Chris Inglis is still trying to distinguish his role and responsibilities from other leading cyber officials.
By the fall of 2022, National Cyber Director Chris Inglis expects his office will be fully staffed and running toward four outcomes he described as being in line with the legislation that created his position.
“We will probably staff out—the legislation called for a floor of about 75 people—turns out when you look at all of those functions and what's required to do those various things you get to about 75 people,” Inglis said. “So I expect that by this time next year, we'll have, you know, a full featured kind of set of folks who are helping us get those things done working collaboratively with the other players in this space, both in the private and the public sector.”
Inglis spoke Thursday alongside Amazon Web Services Vice President David Levy at an event hosted by the Reagan Institute.
The outcomes he said would guide the staffing effort are: federal cohesion, both within the government and with private critical infrastructure providers; more emphasis on public-private collaboration; budget reviews and direction; and resilience into the long term.
Inglis’ mission is clearest where he reviews agency budgets to determine how cybersecurity funds should be allocated and acts as a liaison between Congress, the private sector and the White House.
“We may on occasion say that we need more dollars in this corner, but more often than not we're probably going to talk about how perhaps you know we lost our way along the way in terms of the expenditure of those dollars,” he said. “We need to get that right so that we're good stewards of the public's money and the confidence given to us by Congress.”
A big selling point for the creation of Inglis’ office, which became law with the last National Defense Authorization Act, was that it would provide the president with a single point of accountability on cybersecurity, or “one throat to choke,” as Sen.

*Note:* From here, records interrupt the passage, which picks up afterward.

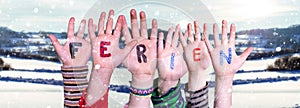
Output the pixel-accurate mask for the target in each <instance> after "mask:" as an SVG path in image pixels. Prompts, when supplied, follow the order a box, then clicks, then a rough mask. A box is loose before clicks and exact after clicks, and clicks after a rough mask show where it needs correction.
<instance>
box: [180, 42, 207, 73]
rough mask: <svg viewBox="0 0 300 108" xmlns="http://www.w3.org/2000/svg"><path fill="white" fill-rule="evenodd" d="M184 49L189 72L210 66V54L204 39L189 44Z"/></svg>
mask: <svg viewBox="0 0 300 108" xmlns="http://www.w3.org/2000/svg"><path fill="white" fill-rule="evenodd" d="M183 49H184V57H185V60H186V62H187V66H188V69H189V72H197V71H198V70H199V69H202V70H205V69H207V68H208V67H209V66H210V64H211V60H210V56H209V54H208V51H207V48H206V46H205V43H204V42H203V41H200V42H198V41H195V42H193V43H190V44H187V46H186V47H184V48H183ZM191 52H192V53H191Z"/></svg>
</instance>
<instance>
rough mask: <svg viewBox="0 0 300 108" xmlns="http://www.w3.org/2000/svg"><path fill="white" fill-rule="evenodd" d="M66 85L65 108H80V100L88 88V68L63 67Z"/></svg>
mask: <svg viewBox="0 0 300 108" xmlns="http://www.w3.org/2000/svg"><path fill="white" fill-rule="evenodd" d="M61 71H62V76H63V83H64V107H67V108H78V107H79V104H78V103H79V100H80V96H81V94H82V91H84V90H85V89H86V88H87V86H88V81H87V74H88V66H78V67H66V66H62V67H61Z"/></svg>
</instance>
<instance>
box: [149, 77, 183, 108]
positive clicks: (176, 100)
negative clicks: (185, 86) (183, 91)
mask: <svg viewBox="0 0 300 108" xmlns="http://www.w3.org/2000/svg"><path fill="white" fill-rule="evenodd" d="M151 100H152V103H153V106H154V108H166V107H167V108H185V106H186V102H185V101H184V98H183V97H182V93H181V87H180V81H178V84H177V86H176V87H173V88H171V89H170V90H169V91H168V92H167V93H166V94H164V95H162V96H160V95H159V91H158V88H156V89H155V90H154V92H153V93H152V96H151Z"/></svg>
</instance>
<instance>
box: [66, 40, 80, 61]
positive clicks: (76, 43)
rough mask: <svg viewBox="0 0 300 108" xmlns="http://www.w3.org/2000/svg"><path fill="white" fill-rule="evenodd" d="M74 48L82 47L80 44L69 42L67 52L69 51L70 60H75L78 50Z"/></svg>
mask: <svg viewBox="0 0 300 108" xmlns="http://www.w3.org/2000/svg"><path fill="white" fill-rule="evenodd" d="M76 47H82V43H81V42H70V43H69V50H70V54H71V58H72V59H75V53H76V52H78V48H76Z"/></svg>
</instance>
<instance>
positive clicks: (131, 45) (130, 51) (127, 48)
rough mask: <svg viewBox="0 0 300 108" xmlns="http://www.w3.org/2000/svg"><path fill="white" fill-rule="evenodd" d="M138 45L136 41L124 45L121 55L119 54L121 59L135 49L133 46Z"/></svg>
mask: <svg viewBox="0 0 300 108" xmlns="http://www.w3.org/2000/svg"><path fill="white" fill-rule="evenodd" d="M137 43H138V41H137V40H133V41H131V42H130V43H128V44H126V46H125V48H124V49H122V53H120V56H121V57H127V56H128V54H129V53H130V52H131V50H132V49H133V48H134V47H135V45H136V44H137Z"/></svg>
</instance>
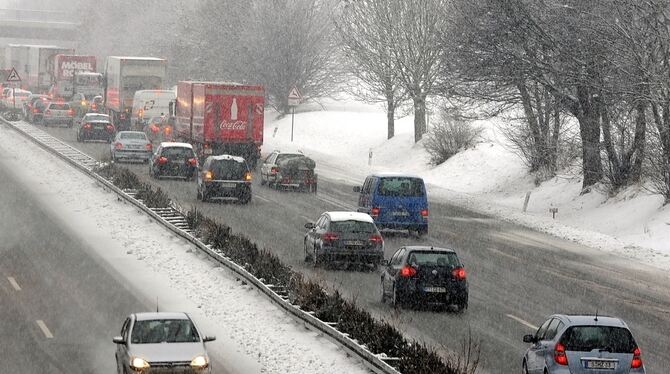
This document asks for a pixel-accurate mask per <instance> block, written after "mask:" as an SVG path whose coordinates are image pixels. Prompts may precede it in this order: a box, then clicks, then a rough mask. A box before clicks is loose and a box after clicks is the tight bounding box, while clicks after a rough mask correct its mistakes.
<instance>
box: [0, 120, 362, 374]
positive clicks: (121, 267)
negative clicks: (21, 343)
mask: <svg viewBox="0 0 670 374" xmlns="http://www.w3.org/2000/svg"><path fill="white" fill-rule="evenodd" d="M53 158H54V157H53V156H52V155H50V154H48V153H47V152H45V151H43V150H41V149H40V148H38V147H37V146H35V145H33V144H32V143H30V142H28V141H27V140H24V139H23V138H22V137H21V136H20V135H19V134H18V133H15V132H13V131H12V130H9V129H8V128H7V127H6V126H5V125H0V159H1V161H0V167H1V168H2V170H9V169H11V170H12V172H13V175H11V176H7V175H6V173H4V175H0V177H1V179H0V180H5V179H7V180H16V182H17V183H18V184H19V185H18V186H17V185H13V187H12V188H13V190H18V191H25V192H22V193H21V194H19V195H18V196H17V197H16V198H15V200H13V201H14V206H13V207H14V210H16V209H17V208H18V209H19V210H20V208H21V207H24V206H25V207H26V208H29V207H30V206H31V205H33V203H32V201H34V205H36V206H39V205H40V204H44V206H45V210H46V213H42V214H40V213H39V212H36V214H37V216H40V217H42V216H43V217H46V219H50V220H52V221H55V222H58V224H59V225H58V227H60V229H61V230H65V231H67V232H68V235H69V237H70V238H71V239H70V241H71V242H75V243H79V244H78V245H79V247H74V248H73V249H70V246H67V245H66V244H64V242H63V240H61V239H59V237H58V236H55V235H51V231H49V230H47V229H46V228H44V229H42V230H43V231H42V230H40V229H39V227H38V228H34V227H24V226H22V225H21V224H20V223H17V224H16V225H17V227H19V228H22V230H17V229H12V228H11V227H7V228H6V229H5V227H6V226H3V228H2V230H0V234H2V239H3V240H2V241H3V242H5V240H4V239H5V238H13V240H14V242H17V243H22V242H21V239H22V238H25V237H31V240H32V239H34V240H35V241H34V242H32V244H35V243H41V244H43V245H41V246H38V247H34V246H28V244H29V242H28V240H27V239H26V241H25V242H24V243H23V244H22V246H21V247H16V246H12V247H9V248H6V247H3V248H2V250H3V251H10V250H11V251H13V253H14V254H15V257H16V258H17V260H16V261H20V260H23V261H24V262H26V261H27V262H28V264H26V265H25V266H30V265H31V264H30V261H33V262H38V260H39V262H40V267H37V268H35V270H34V274H33V277H34V278H35V279H34V280H32V281H29V282H28V283H26V284H25V286H26V291H25V292H24V293H23V294H27V293H28V292H30V291H29V286H30V285H31V284H32V283H38V284H40V283H41V284H44V286H43V287H44V288H42V289H41V292H45V293H48V292H50V293H51V296H50V297H45V298H44V299H40V298H37V300H38V301H41V303H42V304H38V305H35V306H34V307H33V306H32V305H31V304H21V305H20V306H21V307H22V308H23V309H16V306H14V307H13V308H12V309H10V310H12V311H13V312H12V315H13V316H15V317H16V318H20V317H21V316H23V315H26V318H27V320H26V321H23V323H24V324H27V325H26V326H25V327H26V331H31V332H32V333H34V334H35V335H36V336H37V338H39V334H43V335H45V333H44V332H43V331H44V330H42V329H43V327H44V326H46V327H47V328H48V329H49V330H50V331H51V332H52V333H53V335H54V338H53V339H59V338H61V339H63V340H59V342H60V344H61V345H62V346H61V347H60V348H59V349H61V350H63V351H65V352H69V353H70V354H69V355H64V356H63V357H58V356H56V357H53V356H51V355H49V359H51V360H54V361H55V362H58V363H60V365H63V364H64V363H67V362H68V360H70V359H72V354H71V352H73V351H74V352H76V350H77V347H76V342H77V341H82V346H83V347H89V348H91V349H88V350H86V349H82V352H84V353H83V354H84V355H85V356H86V357H85V358H82V359H83V360H86V359H87V360H89V361H90V362H96V363H97V362H100V365H101V367H104V368H112V369H106V370H102V371H100V372H110V371H112V370H113V362H114V356H113V352H114V345H113V343H112V342H111V337H112V336H114V335H118V331H117V330H119V329H120V326H121V323H122V322H123V319H124V318H125V316H126V315H127V314H128V313H130V312H132V311H148V310H152V309H154V308H155V304H156V300H158V304H159V306H160V308H161V310H165V311H167V310H182V311H186V312H189V313H191V315H193V316H194V317H195V319H196V321H198V322H199V324H200V325H201V327H202V328H203V330H204V331H205V333H206V334H212V335H216V336H217V340H216V341H215V342H213V343H208V349H209V351H210V353H211V354H212V355H213V356H214V357H215V359H216V360H215V364H219V365H220V366H219V368H217V370H216V371H215V372H217V373H218V372H222V371H220V369H221V366H223V367H225V368H226V369H227V370H228V371H223V372H233V373H245V374H246V373H341V372H347V373H366V372H367V370H366V369H365V368H364V367H363V366H362V364H360V363H359V362H357V361H356V360H353V359H351V358H350V357H348V356H347V354H346V353H345V352H343V351H342V350H340V349H339V348H338V347H337V346H335V345H334V344H332V343H331V342H330V341H328V340H327V339H326V338H324V337H322V336H319V335H318V334H316V333H313V332H311V331H308V330H306V329H305V327H304V326H303V325H301V324H298V323H296V322H295V321H294V320H293V319H291V318H289V317H288V316H287V315H285V314H284V313H283V312H282V311H281V309H278V308H277V307H276V306H274V305H273V304H272V303H270V301H268V300H267V299H266V298H265V297H263V296H262V295H260V294H259V293H258V291H256V290H255V289H254V288H253V287H250V286H248V285H243V284H241V283H240V282H238V281H236V279H235V277H234V276H233V275H231V274H230V273H229V272H228V271H226V270H224V269H223V268H221V267H220V266H218V265H217V264H216V263H214V262H213V261H211V260H209V258H207V257H205V256H204V255H202V254H200V253H199V252H198V251H196V250H194V248H192V247H191V246H190V245H189V244H188V243H186V242H185V241H184V240H182V239H180V238H177V237H175V236H173V235H171V234H170V233H169V232H168V231H166V230H165V229H163V228H162V226H160V225H158V224H157V223H155V222H153V220H151V219H150V218H148V217H147V216H146V215H144V214H143V213H140V212H138V211H137V210H136V209H134V208H133V207H131V206H130V205H127V204H124V203H122V202H120V201H118V200H117V198H116V195H115V194H113V193H111V192H109V191H104V190H103V189H102V188H101V187H100V186H99V185H97V184H96V183H95V182H94V181H93V180H92V179H90V178H89V177H87V176H85V175H84V174H83V173H81V172H79V171H77V170H75V169H73V168H71V167H70V166H68V165H67V164H65V163H64V162H61V161H60V160H53ZM7 185H8V184H6V183H4V182H3V186H7ZM8 188H9V187H8ZM14 195H16V194H11V193H9V194H8V196H14ZM10 198H12V197H10ZM2 207H3V208H2V214H3V215H4V216H3V222H4V221H5V220H9V219H11V218H13V217H14V216H15V215H16V216H17V217H20V216H21V214H19V213H15V212H14V210H10V209H8V207H9V205H4V204H3V205H2ZM40 233H43V235H42V236H40ZM10 234H11V235H10ZM52 240H53V241H54V243H53V244H52ZM26 246H28V250H29V251H28V250H26V251H25V252H24V251H22V250H21V248H25V247H26ZM51 246H54V248H60V250H61V251H65V252H66V253H65V255H64V256H56V255H55V254H54V255H51V254H50V256H44V258H38V259H34V256H35V255H39V251H44V250H45V249H49V248H51ZM17 253H18V254H17ZM24 255H25V256H24ZM29 255H30V256H29ZM54 257H55V258H58V259H59V261H56V260H54ZM60 259H62V261H61V260H60ZM68 265H70V266H68ZM89 265H90V266H89ZM93 265H96V266H93ZM12 269H14V271H19V270H20V268H17V267H15V266H14V265H12V263H10V262H7V261H6V260H5V259H4V257H3V261H2V267H1V268H0V271H2V276H3V279H2V280H1V281H0V284H3V285H2V287H1V288H0V291H1V292H2V294H3V296H2V298H0V300H1V302H2V303H5V302H8V303H9V302H11V300H10V299H8V298H7V295H5V294H9V295H11V294H12V293H11V289H10V287H12V285H11V283H10V282H9V281H6V277H15V279H17V280H19V281H18V282H19V284H21V283H23V281H22V280H20V279H22V278H21V277H20V276H13V275H12V274H14V273H12ZM45 269H46V270H45ZM47 270H48V271H47ZM19 273H20V274H19V275H22V274H23V273H28V272H27V271H19ZM52 273H55V274H56V275H52ZM61 273H62V274H61ZM59 274H60V275H59ZM66 280H67V282H66ZM47 286H50V287H51V286H53V287H57V288H54V289H51V290H50V289H47V288H46V287H47ZM96 291H99V293H96ZM89 293H94V295H92V296H90V297H87V296H86V295H88V294H89ZM23 294H22V295H23ZM68 297H72V298H73V300H71V303H68V302H67V301H68ZM61 299H62V300H61ZM119 300H121V301H119ZM89 302H90V303H91V305H89V304H88V303H89ZM52 304H53V305H54V306H58V307H62V308H61V309H54V310H53V311H51V309H50V306H51V305H52ZM69 304H72V305H69ZM68 308H69V309H68ZM4 310H5V309H4V308H3V311H4ZM68 311H71V313H72V316H78V317H79V316H81V319H82V320H84V321H85V323H82V324H81V325H77V324H76V323H75V321H74V320H73V319H71V318H69V317H70V314H69V313H68ZM33 319H35V320H38V319H39V320H42V321H43V322H44V323H43V325H38V324H37V322H33V323H34V324H35V326H32V324H31V322H30V321H32V320H33ZM96 324H97V325H96ZM28 325H30V326H28ZM0 327H2V328H3V330H0V336H3V337H5V336H10V335H11V336H13V335H16V334H18V333H17V332H16V331H14V330H12V325H11V324H8V323H7V321H5V320H4V313H3V324H2V325H1V326H0ZM29 327H34V328H32V329H30V328H29ZM5 329H7V330H5ZM6 331H7V332H6ZM12 334H13V335H12ZM65 334H71V335H65ZM79 336H82V338H80V339H79V340H78V339H77V337H79ZM25 339H28V340H24V344H27V346H28V347H29V346H30V342H31V341H30V340H29V338H25ZM33 339H34V337H33ZM51 342H55V340H53V341H52V340H49V341H47V343H51ZM91 342H95V344H93V343H91ZM73 344H74V346H69V345H73ZM28 352H31V351H30V349H28ZM42 352H46V353H49V351H46V350H43V351H35V352H34V353H32V354H34V355H41V354H42ZM56 352H60V351H56ZM36 362H40V361H36ZM60 370H62V369H59V370H55V371H48V372H50V373H51V372H59V371H60ZM34 372H39V370H35V371H34ZM96 372H97V371H96Z"/></svg>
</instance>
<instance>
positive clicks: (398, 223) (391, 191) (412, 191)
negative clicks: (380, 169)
mask: <svg viewBox="0 0 670 374" xmlns="http://www.w3.org/2000/svg"><path fill="white" fill-rule="evenodd" d="M354 192H359V193H360V195H359V197H358V211H359V212H363V213H367V214H369V215H370V216H371V217H372V219H374V221H375V224H376V225H377V227H378V228H379V229H380V230H383V229H392V230H408V231H409V232H412V231H414V232H416V233H417V234H418V235H419V236H421V235H425V234H427V233H428V198H427V196H426V186H425V184H424V183H423V179H421V177H418V176H415V175H409V174H400V173H377V174H372V175H369V176H368V177H367V178H365V183H363V187H360V186H356V187H354Z"/></svg>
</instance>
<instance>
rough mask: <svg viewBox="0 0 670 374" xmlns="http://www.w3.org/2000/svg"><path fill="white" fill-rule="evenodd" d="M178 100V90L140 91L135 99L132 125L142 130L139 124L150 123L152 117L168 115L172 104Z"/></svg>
mask: <svg viewBox="0 0 670 374" xmlns="http://www.w3.org/2000/svg"><path fill="white" fill-rule="evenodd" d="M176 99H177V91H176V90H139V91H136V92H135V96H134V97H133V113H132V114H131V117H130V123H131V125H132V126H133V127H134V128H137V129H141V128H142V125H141V124H138V122H140V123H144V122H146V121H148V120H149V119H150V118H151V117H157V116H160V115H166V116H167V115H168V110H169V107H170V102H171V101H175V100H176Z"/></svg>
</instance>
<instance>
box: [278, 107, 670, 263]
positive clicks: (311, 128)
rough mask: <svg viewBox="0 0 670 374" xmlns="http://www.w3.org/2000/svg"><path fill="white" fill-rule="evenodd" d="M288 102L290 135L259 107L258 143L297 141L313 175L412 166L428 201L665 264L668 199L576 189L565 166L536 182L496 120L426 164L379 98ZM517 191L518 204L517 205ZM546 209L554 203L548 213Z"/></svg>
mask: <svg viewBox="0 0 670 374" xmlns="http://www.w3.org/2000/svg"><path fill="white" fill-rule="evenodd" d="M298 109H299V110H298V111H297V112H296V115H295V128H294V141H293V142H291V141H290V136H291V116H290V115H289V116H286V117H283V118H279V119H276V116H275V117H272V114H271V113H268V115H267V117H266V137H265V150H267V151H270V150H272V149H296V148H297V149H301V150H303V151H304V152H305V153H306V154H307V155H309V156H311V157H313V158H314V159H315V160H316V161H317V168H318V169H319V170H318V171H319V173H320V174H321V175H324V176H328V177H330V178H336V179H341V180H343V181H346V182H349V183H355V184H362V182H363V178H364V177H365V175H366V174H368V173H369V172H371V171H401V172H411V173H414V174H418V175H420V176H422V177H423V178H424V179H425V180H426V182H427V183H428V184H429V194H430V195H431V196H432V199H435V198H439V199H442V200H448V201H450V202H452V203H456V204H459V205H463V206H467V207H469V208H472V209H475V210H478V211H480V212H483V213H486V214H490V215H493V216H496V217H500V218H503V219H507V220H509V221H512V222H516V223H519V224H522V225H524V226H528V227H531V228H535V229H538V230H540V231H544V232H547V233H550V234H553V235H556V236H558V237H563V238H566V239H569V240H574V241H577V242H580V243H582V244H585V245H588V246H591V247H594V248H598V249H601V250H603V251H607V252H610V253H615V254H618V255H621V256H623V257H624V258H630V259H635V260H637V261H640V262H642V263H645V264H651V265H653V266H656V267H659V268H661V269H670V240H669V239H670V207H663V206H662V199H661V198H660V197H659V196H656V195H653V194H651V193H649V192H648V191H647V190H645V189H644V188H643V186H634V187H631V188H629V189H627V190H626V191H624V192H622V193H620V194H619V195H618V196H615V197H611V198H608V197H607V194H606V193H605V191H604V189H601V190H598V189H597V188H596V189H595V190H594V191H592V192H590V193H588V194H584V195H580V192H581V182H582V181H581V178H580V177H579V176H575V175H572V174H571V175H559V176H557V177H555V178H553V179H551V180H549V181H546V182H544V183H542V184H541V185H540V186H539V187H536V186H535V184H534V178H533V176H530V175H528V173H527V170H526V168H525V167H524V165H523V163H522V161H521V160H520V159H519V158H518V157H517V156H516V155H515V154H514V153H512V152H511V151H510V150H509V147H506V141H505V138H504V137H503V136H502V135H500V131H499V128H500V126H501V125H502V122H501V121H500V120H493V121H486V122H481V123H479V124H480V125H482V126H483V127H484V128H485V131H484V134H483V139H482V141H481V142H480V143H479V144H477V145H476V146H475V147H474V148H472V149H468V150H465V151H463V152H461V153H459V154H458V155H456V156H454V157H452V158H451V159H449V160H448V161H447V162H445V163H443V164H442V165H439V166H437V167H434V166H430V165H428V160H429V157H428V155H427V153H426V152H425V150H424V149H423V146H422V145H421V143H418V144H415V143H414V137H413V122H412V121H413V118H412V117H411V116H408V117H404V118H401V119H399V120H397V121H396V136H395V137H394V138H392V139H390V140H387V139H386V114H385V113H384V111H383V108H382V107H381V106H375V105H366V104H361V103H357V102H354V101H351V100H348V101H326V102H325V103H322V106H317V105H314V104H311V105H310V104H304V105H302V106H301V107H299V108H298ZM432 120H433V121H434V120H435V119H434V118H433V119H432ZM370 151H372V158H371V159H369V157H368V156H369V152H370ZM527 192H531V197H530V201H529V205H528V210H527V212H526V213H522V207H523V202H524V198H525V195H526V193H527ZM550 208H558V214H557V216H556V219H552V217H551V213H550V212H549V209H550Z"/></svg>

Angus King, I-Maine, described it. But during the event, Inglis acknowledged that there is a lot of overlap between his role and those of Deputy National Security Adviser for Cyber and Emerging Tech Anne Neuberger and Cybersecurity and Infrastructure Security Agency Director Jen Easterly.
“We need to get to a place where it’s the collective responsibility of many parties in government to ensure that concurrently that accountability is felt by every user every agency, every department head, and perhaps ultimately it's the job of a national cyber director and Anne Neuburger to ensure that that accountability is felt, and that that accountability is met,” he said.
Inglis said Neuberger’s role is to handle situations where other elements of government such as diplomacy and law enforcement need to be involved and referenced the Colonial Pipeline hack where there were physical repercussions related to fuel supplies. He described his role as being concerned with what occurs “inside cyberspace.”
But in an environment where physical components are increasingly connected to the cyber domain, that’s a hard line to draw. “At the end of the day there's a huge intersection between those two roles and we'll work our way through that through frequent and rich engagement,” he said.
He also drew attention to Easterly’s role as the “on-field quarterback” in those situations he sees as being contained within cyberspace. “Most of the operations that the U.S. government undertakes that require some coordination in execution are actually Jen's,” he said. “So similarly, I and Jen Easterly have a frequent and rich dialogue, often two or three times a day, to make sure that those roles complement one another and that we're never contending for the same space.”
“The Office the National Cyber Director leads should not be a new power in its own right that operates independent of others, rather the purpose of its power should [be] to get strength, advocacy, and leverage context for all the powers that already exist,” he said.